Sembravano soltanto pensieri un po' troppo ipotetici e da prendere con le pinze, ma la ragazzina ne rimase affascinata. Forse era tutto troppo utopico, ma era bello crederci e forse in futuro riuscire a realizzarlo, con costanza e determinazione. Non rispose, finendo così il panino, pronta a consumare il budino, mentre Roy faceva lo stesso, davvero affamato dopo quelle ore intense di prima lezione. Non spiccicarono altre parole, non fu necessario. Sapevano che si sarebbero rivisti, sicuramente sarebbe venuto due o tre volte alla settimana. Stava davvero per calare la sera, e qualche spiffero freddo riusciva a intrufolarsi dalla finestra chiusa male: il giovanotto, resosi conto dell'orario, ripose i libri e i suoi appunti fitti nella borsa, alzandosi dal tavolo.

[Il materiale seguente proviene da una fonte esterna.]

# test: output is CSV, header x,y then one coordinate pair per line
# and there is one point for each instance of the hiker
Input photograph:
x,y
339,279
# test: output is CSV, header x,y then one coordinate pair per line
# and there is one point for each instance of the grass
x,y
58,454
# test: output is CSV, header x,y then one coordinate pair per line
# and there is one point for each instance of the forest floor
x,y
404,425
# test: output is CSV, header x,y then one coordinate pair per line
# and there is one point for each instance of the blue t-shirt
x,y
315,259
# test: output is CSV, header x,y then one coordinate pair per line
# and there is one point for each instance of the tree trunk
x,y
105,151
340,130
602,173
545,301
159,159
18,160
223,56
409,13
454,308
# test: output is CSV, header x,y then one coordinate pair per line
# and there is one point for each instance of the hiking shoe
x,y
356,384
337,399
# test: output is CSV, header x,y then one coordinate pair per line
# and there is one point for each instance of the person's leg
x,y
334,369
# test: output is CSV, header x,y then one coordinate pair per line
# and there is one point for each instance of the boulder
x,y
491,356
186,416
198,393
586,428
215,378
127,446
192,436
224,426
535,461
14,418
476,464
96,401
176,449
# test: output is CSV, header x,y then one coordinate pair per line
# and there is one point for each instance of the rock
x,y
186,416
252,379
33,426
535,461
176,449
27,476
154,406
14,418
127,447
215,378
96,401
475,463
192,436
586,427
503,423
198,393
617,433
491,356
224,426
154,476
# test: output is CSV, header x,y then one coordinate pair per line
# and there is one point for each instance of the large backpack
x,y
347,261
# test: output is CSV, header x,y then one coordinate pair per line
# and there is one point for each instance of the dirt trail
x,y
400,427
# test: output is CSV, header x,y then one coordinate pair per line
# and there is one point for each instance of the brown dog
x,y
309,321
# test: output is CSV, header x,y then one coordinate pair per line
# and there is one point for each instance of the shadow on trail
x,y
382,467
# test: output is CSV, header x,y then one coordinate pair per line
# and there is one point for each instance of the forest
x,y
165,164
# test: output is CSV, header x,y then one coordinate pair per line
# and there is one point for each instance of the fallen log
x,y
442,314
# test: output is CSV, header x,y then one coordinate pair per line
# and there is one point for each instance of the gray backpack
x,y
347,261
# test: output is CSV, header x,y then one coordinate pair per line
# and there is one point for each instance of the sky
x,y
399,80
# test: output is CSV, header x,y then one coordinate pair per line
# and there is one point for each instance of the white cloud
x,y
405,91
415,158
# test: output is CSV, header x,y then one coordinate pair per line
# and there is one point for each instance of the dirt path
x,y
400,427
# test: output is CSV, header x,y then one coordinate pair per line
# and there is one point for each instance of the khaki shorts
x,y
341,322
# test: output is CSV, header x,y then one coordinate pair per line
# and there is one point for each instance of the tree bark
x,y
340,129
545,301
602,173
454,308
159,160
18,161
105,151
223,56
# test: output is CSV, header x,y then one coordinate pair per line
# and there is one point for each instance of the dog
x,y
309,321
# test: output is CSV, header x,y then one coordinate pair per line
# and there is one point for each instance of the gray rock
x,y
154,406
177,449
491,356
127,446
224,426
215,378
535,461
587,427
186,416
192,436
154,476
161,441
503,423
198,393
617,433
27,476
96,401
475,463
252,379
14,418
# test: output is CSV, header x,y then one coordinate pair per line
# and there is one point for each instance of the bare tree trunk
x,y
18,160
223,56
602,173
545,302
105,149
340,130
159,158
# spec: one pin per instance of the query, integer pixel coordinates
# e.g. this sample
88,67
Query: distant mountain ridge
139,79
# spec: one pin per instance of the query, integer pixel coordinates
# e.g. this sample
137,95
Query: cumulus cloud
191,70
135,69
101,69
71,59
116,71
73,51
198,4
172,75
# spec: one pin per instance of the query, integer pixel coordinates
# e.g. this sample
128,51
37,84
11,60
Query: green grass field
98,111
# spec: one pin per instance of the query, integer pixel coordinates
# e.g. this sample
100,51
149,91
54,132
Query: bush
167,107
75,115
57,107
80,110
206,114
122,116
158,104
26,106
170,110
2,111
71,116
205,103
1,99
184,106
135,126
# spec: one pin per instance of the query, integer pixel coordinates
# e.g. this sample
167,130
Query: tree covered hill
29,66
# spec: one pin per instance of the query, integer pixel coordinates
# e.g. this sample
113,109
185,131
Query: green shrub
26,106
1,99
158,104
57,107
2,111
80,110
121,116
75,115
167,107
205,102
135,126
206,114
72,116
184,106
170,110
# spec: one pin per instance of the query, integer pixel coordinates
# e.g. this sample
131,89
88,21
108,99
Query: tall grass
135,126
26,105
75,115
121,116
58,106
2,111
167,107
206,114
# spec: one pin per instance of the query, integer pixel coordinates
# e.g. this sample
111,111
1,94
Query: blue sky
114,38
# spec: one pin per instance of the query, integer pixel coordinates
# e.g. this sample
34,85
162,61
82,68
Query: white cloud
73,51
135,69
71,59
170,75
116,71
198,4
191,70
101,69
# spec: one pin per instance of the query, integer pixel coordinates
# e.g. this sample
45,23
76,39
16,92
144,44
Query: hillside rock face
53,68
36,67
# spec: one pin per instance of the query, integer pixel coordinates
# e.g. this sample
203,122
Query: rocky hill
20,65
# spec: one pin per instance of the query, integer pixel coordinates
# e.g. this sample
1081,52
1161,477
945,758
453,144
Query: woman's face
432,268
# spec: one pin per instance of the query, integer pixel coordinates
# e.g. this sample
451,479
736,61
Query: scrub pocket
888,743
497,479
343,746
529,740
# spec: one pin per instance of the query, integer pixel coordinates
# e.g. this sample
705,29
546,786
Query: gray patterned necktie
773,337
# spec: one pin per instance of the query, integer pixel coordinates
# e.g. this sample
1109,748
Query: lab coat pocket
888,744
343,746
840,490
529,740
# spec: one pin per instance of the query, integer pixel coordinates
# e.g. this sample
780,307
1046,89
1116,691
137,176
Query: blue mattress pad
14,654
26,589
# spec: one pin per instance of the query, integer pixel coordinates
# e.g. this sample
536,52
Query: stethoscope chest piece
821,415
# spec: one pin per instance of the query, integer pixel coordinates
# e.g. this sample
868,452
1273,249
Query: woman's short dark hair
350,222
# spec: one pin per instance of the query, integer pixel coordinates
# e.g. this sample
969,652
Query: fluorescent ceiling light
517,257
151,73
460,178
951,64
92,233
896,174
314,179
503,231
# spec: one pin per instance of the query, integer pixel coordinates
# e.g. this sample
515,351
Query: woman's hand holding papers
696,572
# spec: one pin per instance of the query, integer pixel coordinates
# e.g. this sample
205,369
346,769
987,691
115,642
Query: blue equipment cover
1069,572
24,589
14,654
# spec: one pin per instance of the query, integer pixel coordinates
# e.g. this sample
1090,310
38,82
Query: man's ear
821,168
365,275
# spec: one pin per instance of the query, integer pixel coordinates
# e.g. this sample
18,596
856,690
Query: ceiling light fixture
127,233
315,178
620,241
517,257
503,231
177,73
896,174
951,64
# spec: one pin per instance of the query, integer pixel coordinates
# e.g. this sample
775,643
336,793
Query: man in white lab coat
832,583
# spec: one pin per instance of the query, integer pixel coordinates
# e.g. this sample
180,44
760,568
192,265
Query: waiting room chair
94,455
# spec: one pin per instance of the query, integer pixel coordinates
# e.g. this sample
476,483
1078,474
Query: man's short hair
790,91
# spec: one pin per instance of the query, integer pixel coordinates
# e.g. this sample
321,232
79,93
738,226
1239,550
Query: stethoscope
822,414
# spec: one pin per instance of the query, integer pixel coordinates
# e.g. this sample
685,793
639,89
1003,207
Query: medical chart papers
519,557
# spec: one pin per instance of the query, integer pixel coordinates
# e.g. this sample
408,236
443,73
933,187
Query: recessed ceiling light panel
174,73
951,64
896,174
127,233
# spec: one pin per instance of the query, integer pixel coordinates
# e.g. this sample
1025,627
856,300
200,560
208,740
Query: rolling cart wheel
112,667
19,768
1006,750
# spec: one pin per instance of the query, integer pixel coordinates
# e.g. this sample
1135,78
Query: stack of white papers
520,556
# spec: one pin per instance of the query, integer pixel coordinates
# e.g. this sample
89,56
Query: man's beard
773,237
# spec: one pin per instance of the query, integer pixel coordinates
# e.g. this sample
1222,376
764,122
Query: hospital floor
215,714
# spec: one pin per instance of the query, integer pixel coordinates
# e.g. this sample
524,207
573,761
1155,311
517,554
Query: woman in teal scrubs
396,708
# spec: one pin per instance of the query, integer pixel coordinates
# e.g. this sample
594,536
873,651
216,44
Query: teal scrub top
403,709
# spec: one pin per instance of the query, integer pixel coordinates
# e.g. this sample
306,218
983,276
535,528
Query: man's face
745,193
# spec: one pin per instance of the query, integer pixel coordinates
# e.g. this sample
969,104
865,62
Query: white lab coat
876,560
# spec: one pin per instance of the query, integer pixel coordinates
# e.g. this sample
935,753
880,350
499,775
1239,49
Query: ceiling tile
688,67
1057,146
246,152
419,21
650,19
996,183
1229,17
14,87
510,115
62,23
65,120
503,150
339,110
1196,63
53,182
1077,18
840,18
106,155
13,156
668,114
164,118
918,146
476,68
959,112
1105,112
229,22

- Bene, penso che sia il caso di andare. Ci si rivede, Riza.

Alzando una mano in segno di saluto, un sorriso a trentadue denti che campeggiava sul viso, se ne andò in tutta fretta, eccitato ancora da quell'assaggio di alchimia che aveva appena avuto. La bionda non ebbe il tempo di rispondere al congedo; scosse solo il capo, vagamente infastidita da quella mancanza di educazione. Uscì fuori, scorgendo da lontano il ragazzo che si allontanava sempre più, sparendo dalla sua vista. Sospirò, respirando per qualche minuto l'aria frizzante della sera appena cominciata, con gli ultimi strascichi del tramonto che insanguinavano, con quel rosso scarlatto, il cielo tendente al blu scuro.